While the government is lobbying hard with Opposition parties to implement Goods and Services Tax (GST) from April next year, a study carried out to assess the current tax base in states and the compliance level could upset its gameplan. The study revealed rampant evasion to the extent of 50% in half of the 23 states where tax audits were carried out.

The study, conducted by the Comptroller and Auditor General (CAG), assumes significance as the finance ministry is yet to fix the threshold turnover limit and come up with a concrete assessee base and estimated revenue collection once the new indirect tax regime is rolled out. The report was submitted to the finance ministry last week.

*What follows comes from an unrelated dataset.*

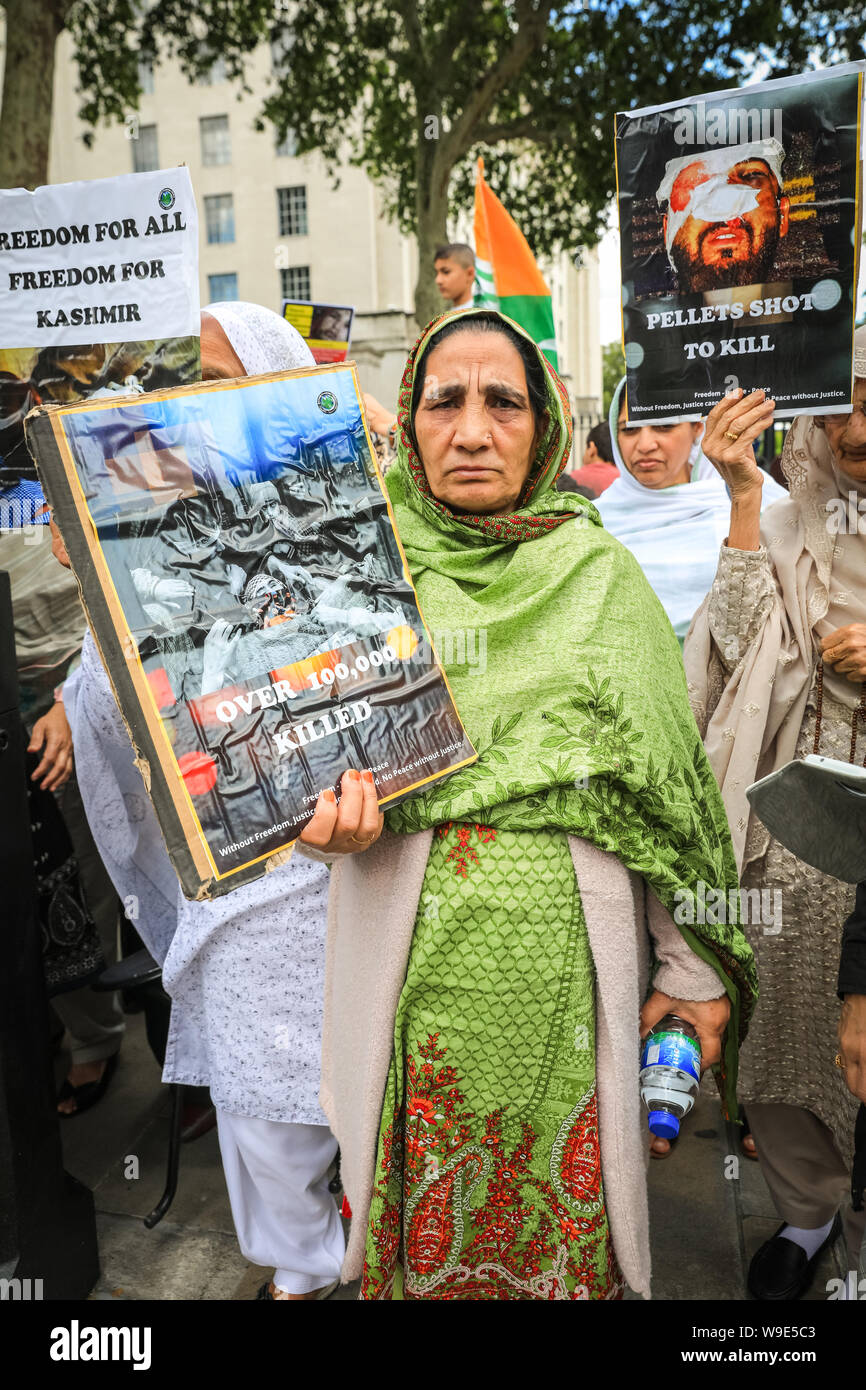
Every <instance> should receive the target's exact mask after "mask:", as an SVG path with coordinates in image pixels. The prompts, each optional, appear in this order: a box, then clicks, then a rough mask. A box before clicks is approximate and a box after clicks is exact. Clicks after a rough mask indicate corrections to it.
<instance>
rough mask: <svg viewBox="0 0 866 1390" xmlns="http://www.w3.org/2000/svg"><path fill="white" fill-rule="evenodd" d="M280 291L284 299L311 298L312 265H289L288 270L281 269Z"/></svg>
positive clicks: (279, 274)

The report also confirms states' fear that once the indirect tax regime is rolled out, it may lead to fall in their revenue. Of the 23 states studied, it was found that in 10 states, there was a dip in the average growth of revenue during the post-VAT regime against those relating to pre-VAT period. Those included major states like Gujarat and Tamil Nadu. Though the report attributed the loss of revenue despite increase in tax base to tax evasion, these states may raise the issue and seek more time to implement GST.

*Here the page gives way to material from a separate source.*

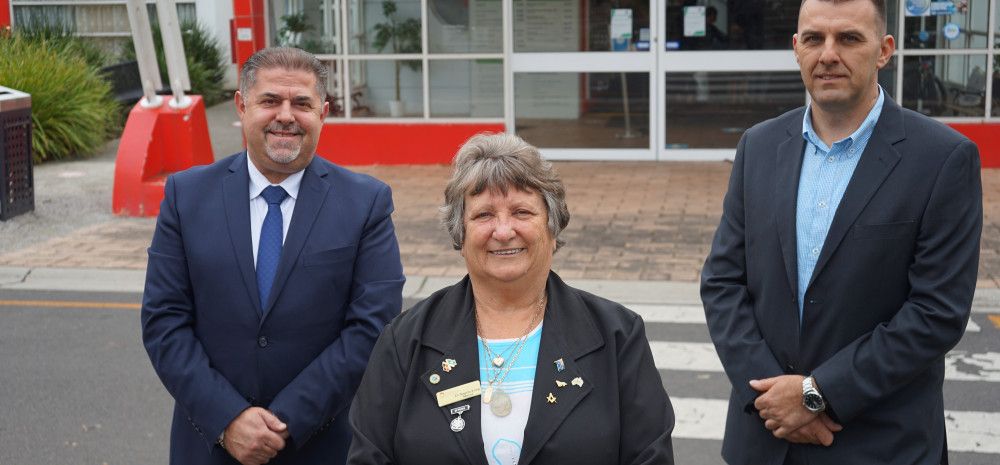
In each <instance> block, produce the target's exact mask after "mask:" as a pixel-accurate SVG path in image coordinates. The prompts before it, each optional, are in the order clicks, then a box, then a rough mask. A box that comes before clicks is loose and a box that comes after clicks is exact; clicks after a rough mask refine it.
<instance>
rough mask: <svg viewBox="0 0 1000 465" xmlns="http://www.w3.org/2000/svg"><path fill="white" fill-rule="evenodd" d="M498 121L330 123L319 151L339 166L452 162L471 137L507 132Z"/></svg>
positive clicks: (440, 162)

The CAG investigation found that at least 50% of the one lakh dealers who were taken up for tax audits engaged in tax evasion. An additional demand of Rs 783 crore was raised against these evaders during the test checks in 2009. This amount is without the penalty.

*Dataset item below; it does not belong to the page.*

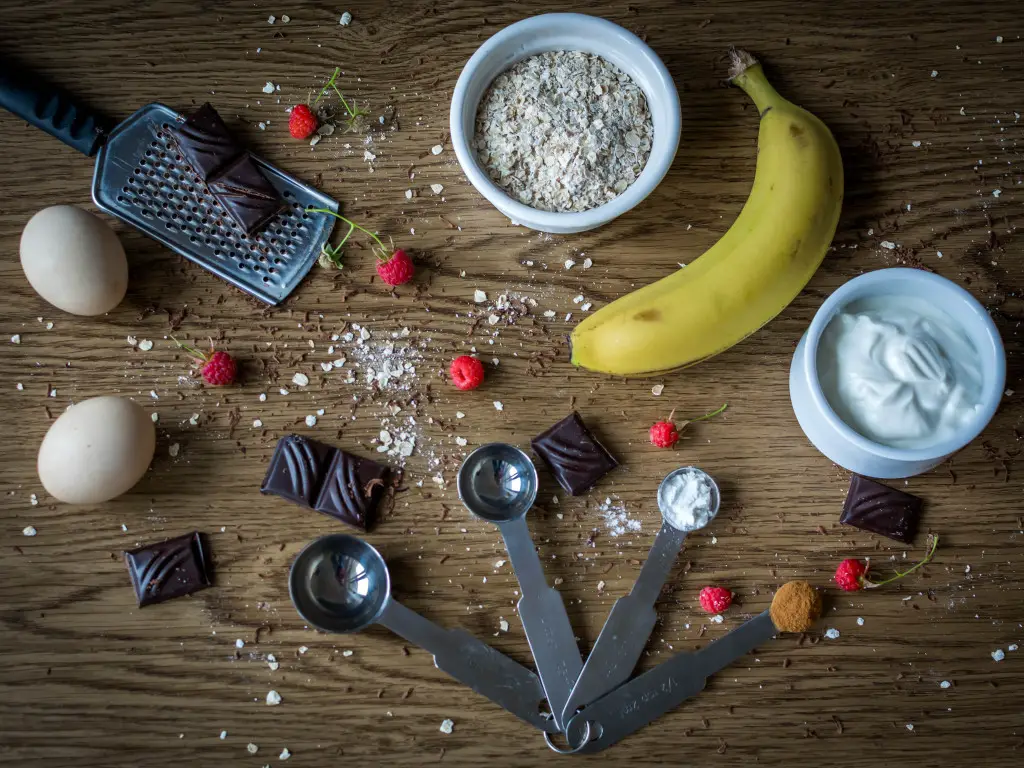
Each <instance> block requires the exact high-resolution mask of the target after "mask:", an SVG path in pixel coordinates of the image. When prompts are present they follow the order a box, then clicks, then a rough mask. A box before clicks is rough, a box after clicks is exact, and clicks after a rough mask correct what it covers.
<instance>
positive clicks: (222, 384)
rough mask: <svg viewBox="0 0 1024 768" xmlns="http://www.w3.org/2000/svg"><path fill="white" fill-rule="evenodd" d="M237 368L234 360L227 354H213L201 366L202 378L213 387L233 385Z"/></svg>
mask: <svg viewBox="0 0 1024 768" xmlns="http://www.w3.org/2000/svg"><path fill="white" fill-rule="evenodd" d="M237 373H238V366H237V365H236V364H234V358H233V357H231V355H229V354H228V353H227V352H214V353H213V354H211V355H210V357H209V359H207V361H206V365H205V366H203V378H204V379H205V380H206V383H207V384H209V385H211V386H214V387H222V386H225V385H227V384H233V383H234V375H236V374H237Z"/></svg>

The report called for 100% scrutiny of the returns of dealers and manufacturers to detect evasion. It said low percentage of scrutiny of returns left scope for leakage of revenue.

For instance, it said, tax evasion of Rs 873 crore was detected from scrutiny of only 2,600 returns in 15 states. Dealers were granted tax exemptions of Rs 1,000 crore on a turnover of Rs 25,500 crore from sale of tax paid goods, without any proof of documentation.

In another startling revelation, three states allowed exempted manufacturers to collect tax from the purchaser but also retain the tax without remitting it to the state. The idea was that this will in effect be an exemption to the manufacturers and the VAT chain will also not be broken. It, however, enriched the manufacturers and the purchaser claimed input tax credit (ITC) on tax paid, which was an additional tax outgo for the state governments.

The study found that manufacturers in these three states had thus collected Rs 6,400 crore and did not remit tax in four years, with Reliance group of companies accounting for more than 90% of it.

Besides, two manufacturers in one state were allowed ITC of Rs 8 crore. Since no output tax was paid by the preceding dealers, this amount was paid from the government coffers, the report said.

The report suggested that in future, the percentage of tax audits must be benchmarked to the results of 100% scrutiny of assessments. The extent of evasion flagged by such scrutiny should be the basis for fixing the percentage. The department should also set up a database of dubious dealers on the basis of past history which could form the basis of selection for audit sample. This database should also be made online, the report recommended.